Seeing my three sons sing psalms and hymns to God in corporate worship is among the greatest joys that I have experienced as a parent. When my oldest son sings out loudly in worship, his brothers tend to follow his lead. If one of my sons sees his older brother singing God’s praises, he is encouraged to do so as well. This is precisely how things work in the divine family. Jesus leads His brethren in singing the praises of God, stirring them up to praise Him for His redemptive mercy and grace. Edmund Clowney captured the essence of Jesus leading us in worship when he wrote:
Jesus is the sweet singer of Israel, the choirmaster of heaven. He is not ashamed to call us brethren, but sings in the midst of His assembled saints in the heavenly Zion and on earth where two or three are gathered in His name. . . . What songs of agony Christ sings—the psalms of His suffering that sealed salvation! Listen, and learn of Him hymns that know the fellowship of His sufferings, hymns that can come from a cross, or rise from a prison cell at midnight. The singing Savior does not lead songs modeled on sugary commercials . . . sterner, stronger, deeper, His songs carry us through the valley of the shadow of death.

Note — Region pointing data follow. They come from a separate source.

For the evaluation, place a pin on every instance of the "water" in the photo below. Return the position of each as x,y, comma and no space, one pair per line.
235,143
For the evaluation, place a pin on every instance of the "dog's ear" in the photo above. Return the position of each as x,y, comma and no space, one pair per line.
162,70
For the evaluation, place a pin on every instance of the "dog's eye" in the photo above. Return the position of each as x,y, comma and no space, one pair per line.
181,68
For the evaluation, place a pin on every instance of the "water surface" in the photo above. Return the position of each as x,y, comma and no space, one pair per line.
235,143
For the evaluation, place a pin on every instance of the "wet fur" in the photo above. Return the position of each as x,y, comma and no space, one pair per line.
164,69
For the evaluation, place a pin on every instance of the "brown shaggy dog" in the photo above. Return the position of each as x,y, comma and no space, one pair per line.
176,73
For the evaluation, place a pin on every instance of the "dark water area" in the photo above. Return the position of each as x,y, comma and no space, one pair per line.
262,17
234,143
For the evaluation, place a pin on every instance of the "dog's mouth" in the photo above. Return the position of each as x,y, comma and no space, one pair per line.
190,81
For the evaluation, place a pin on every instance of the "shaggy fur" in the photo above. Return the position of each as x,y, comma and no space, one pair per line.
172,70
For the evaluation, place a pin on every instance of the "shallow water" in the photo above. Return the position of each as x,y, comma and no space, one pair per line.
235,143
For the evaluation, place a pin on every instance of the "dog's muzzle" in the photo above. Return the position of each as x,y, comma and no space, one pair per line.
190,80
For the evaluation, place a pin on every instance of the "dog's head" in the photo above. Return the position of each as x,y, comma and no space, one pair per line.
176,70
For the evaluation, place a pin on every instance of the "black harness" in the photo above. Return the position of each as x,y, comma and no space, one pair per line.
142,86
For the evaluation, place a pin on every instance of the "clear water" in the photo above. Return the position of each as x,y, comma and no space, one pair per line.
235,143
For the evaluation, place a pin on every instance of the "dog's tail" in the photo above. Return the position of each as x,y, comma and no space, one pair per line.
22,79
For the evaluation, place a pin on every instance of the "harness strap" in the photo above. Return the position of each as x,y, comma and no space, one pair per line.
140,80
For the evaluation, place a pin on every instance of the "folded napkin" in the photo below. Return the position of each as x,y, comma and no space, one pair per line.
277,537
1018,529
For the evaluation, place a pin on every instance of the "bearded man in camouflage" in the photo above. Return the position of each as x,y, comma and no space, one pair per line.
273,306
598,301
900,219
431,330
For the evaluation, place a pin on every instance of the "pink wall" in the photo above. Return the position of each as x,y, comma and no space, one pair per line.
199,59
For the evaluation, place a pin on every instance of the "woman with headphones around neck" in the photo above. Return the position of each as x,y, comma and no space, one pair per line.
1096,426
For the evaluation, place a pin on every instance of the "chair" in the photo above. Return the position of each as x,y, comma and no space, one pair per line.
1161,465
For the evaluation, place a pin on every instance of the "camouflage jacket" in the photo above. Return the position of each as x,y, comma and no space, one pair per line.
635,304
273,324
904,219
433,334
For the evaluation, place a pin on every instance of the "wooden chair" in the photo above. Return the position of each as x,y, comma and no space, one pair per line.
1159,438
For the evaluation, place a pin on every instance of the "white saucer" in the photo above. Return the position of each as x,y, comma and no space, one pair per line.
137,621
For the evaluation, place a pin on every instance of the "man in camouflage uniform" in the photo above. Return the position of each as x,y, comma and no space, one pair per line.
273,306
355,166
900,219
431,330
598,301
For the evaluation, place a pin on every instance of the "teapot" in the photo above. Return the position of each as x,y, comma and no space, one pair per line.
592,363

As our Elder Brother, Jesus stands as the head of a new, redeemed community of men and women, boys and girls who are united to Him by faith alone. Because of our inseparable union with Christ, we are now inseparably united to one another. What is true of our relationship with the Son has an unequaled bearing on our relationship with other believers. We live together with other believers in light of our mutual adoption. The way in which Christ leads us forward in spiritual worship structures the way in which we help one another worship. Our Elder Brother has loved us and has given Himself for us. This, in turn, animates the way in which we are to love one another as members of His body.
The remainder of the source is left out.